Pakistan is structurally incapable of taking on the Taliban, as a whole. First, every group of terrorists has a political godfather. While the Sheriff brothers find it convenient to support the Lashkar-e-Toiba in Punjab due to its large support base among the poor and landless labourers, Imran Khan’s anti-American stance finds ready takers in a large section of the army and the TTP, both essential constituencies for him firstly, in taking on Nawaz Sheriff at the national level and secondly, for his electoral success in Khyber Pakhtunkhwa (KP). Imran Khan’s refusal to name the Taliban (TTP) for the school massacre indicates that he is not fully on board. He has all along blamed the American War on Terror and the nature of Pakistani State’s rentier relationship with Washington for all the evils in the country. The political consensus, therefore, between the PML (Nawaz) and PTI of Imran is unlikely to last.
Second, Pakistan has ceded far too much political, religious and social space to the ideology and movements of the various Talibans. Talibanisation is not confined to the Khyber Pakhtunkhwa province and the FATA. It pervades Punjab, Sindh and Baluch provinces too. Taliban are now seen as the defenders of Islam in the first ever Islamic State. To fight them on the religious front is almost impossible, particularly for a political class that is widely seen as corrupt and mercenary. The corruption of the clerics, both moral and material, can neither be exposed nor challenged by the media or the State.
Third, the failed education system has created thousands of madrassas with millions of Talibs being produced every year. A Pak Ministry of Interior Affairs report stated that ‘there are 20,000 seminaries in the country with 3 million students. … 64% of them were Deobandis, 25% of them Barelvis and 6% of them Wahabis.’ This was the position in November 2001. After 13 years, the number of seminaries and the Talibs has gone up multiple times. No government can afford to shut the seminaries down. Even an attempt to have them registered and regulate them during Gen. Musharraf’s time failed miserably.

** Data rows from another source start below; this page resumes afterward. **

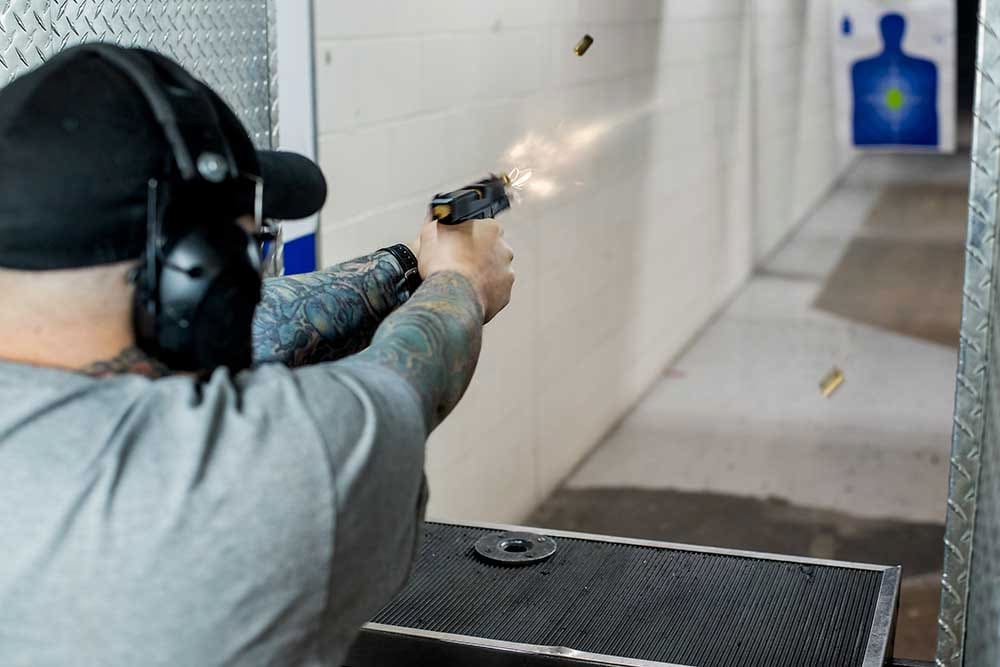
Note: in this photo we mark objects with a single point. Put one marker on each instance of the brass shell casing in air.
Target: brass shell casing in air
(831, 382)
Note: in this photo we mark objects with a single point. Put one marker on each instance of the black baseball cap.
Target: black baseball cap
(79, 144)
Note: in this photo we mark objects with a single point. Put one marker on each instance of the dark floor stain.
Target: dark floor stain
(904, 270)
(769, 525)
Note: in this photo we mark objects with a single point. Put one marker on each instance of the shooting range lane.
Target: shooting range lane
(839, 477)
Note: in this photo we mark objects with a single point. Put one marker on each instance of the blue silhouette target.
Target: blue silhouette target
(895, 94)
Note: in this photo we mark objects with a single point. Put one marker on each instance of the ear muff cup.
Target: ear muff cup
(209, 288)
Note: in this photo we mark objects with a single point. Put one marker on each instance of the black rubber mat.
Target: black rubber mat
(665, 605)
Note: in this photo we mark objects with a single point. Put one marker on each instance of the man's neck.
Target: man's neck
(130, 360)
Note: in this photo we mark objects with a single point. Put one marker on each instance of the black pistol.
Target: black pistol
(482, 199)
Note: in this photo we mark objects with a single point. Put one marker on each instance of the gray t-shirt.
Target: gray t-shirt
(255, 520)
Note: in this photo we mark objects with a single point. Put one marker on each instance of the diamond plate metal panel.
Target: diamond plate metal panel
(228, 43)
(968, 628)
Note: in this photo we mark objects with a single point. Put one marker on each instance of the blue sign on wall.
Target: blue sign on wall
(895, 69)
(895, 95)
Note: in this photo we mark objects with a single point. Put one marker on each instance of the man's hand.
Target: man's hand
(475, 250)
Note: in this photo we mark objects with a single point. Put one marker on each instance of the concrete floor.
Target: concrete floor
(736, 447)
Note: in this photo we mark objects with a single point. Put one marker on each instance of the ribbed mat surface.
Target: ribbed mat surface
(679, 607)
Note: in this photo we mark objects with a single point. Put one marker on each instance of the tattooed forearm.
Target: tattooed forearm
(328, 314)
(433, 342)
(130, 360)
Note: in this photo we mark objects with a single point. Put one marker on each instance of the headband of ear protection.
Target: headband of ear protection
(199, 280)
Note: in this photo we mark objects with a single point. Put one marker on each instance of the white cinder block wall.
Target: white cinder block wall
(649, 149)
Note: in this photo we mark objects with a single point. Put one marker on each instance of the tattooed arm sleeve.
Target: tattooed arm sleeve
(433, 342)
(326, 315)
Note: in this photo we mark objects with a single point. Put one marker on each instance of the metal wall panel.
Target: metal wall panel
(969, 622)
(228, 43)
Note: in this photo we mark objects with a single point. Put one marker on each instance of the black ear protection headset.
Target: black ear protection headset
(199, 279)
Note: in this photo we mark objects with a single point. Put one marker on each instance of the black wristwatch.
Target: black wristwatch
(408, 262)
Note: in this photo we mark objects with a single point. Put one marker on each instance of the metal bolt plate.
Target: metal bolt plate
(512, 548)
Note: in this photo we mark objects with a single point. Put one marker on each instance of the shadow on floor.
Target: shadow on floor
(903, 271)
(770, 525)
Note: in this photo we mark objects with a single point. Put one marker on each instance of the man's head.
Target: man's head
(110, 155)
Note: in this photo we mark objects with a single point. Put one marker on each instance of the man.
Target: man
(221, 515)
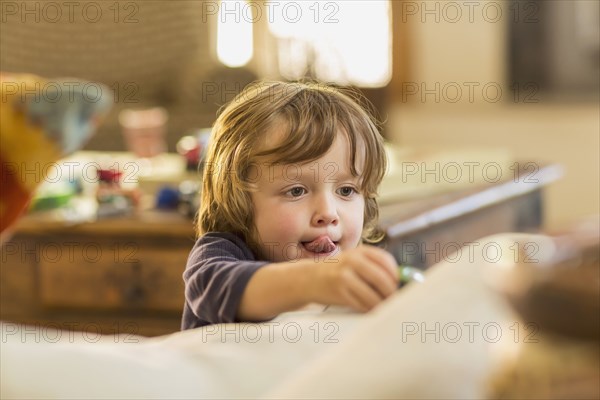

Fourth, how does the Pakistani State cleanse its own army and the ISI of all the handlers, trainers, supporters and sympathisers of the Taliban? For years, they were a critical service wing for the Army just as the National Logistics Cell (Army’s transport wing) was for the Taliban during their rule in Kabul to smuggle drugs out of Afghanistan. It is a symbiotic relationship that cannot be severed without crippling the State.
Finally, the record of Pakistan army’s intermittent battles with the Taliban (TTP), punctuated by several peace accords (all broken before the ink is dry) just does not evoke confidence in the most recent proclamations. Despite the fact that the military operations in South and North Waziristan have been ongoing since 2002 as part of the War on Terror, the Pak Army’s performance is hardly inspiring. The fact that Baitullah Mehsood with just a few dozen militants could ambush a 17-vehicle convoy of armed officers and soldiers of Pak Army and take all 247 of them as hostages, in September 2007, without firing a single shot speaks volumes of the Army’s intent/capabilities as well as the prowess of the militants. This is not to assert that there have been no casualties in the war. According to Pakistani claims, over 40,000 people including 3000 soldiers and 63 ISI personnel have died. 20,000 militants have either been killed or captured. Yet the war continues with no clear victory in sight.
Whether the TTP and all other militants hiding in Waziristan will be eliminated or not, the 200,000 people that have been displaced from that area will forever remain a thorn in the flesh for the government of Pakistan. More refugees mean more recruits for the Islamic Jihad.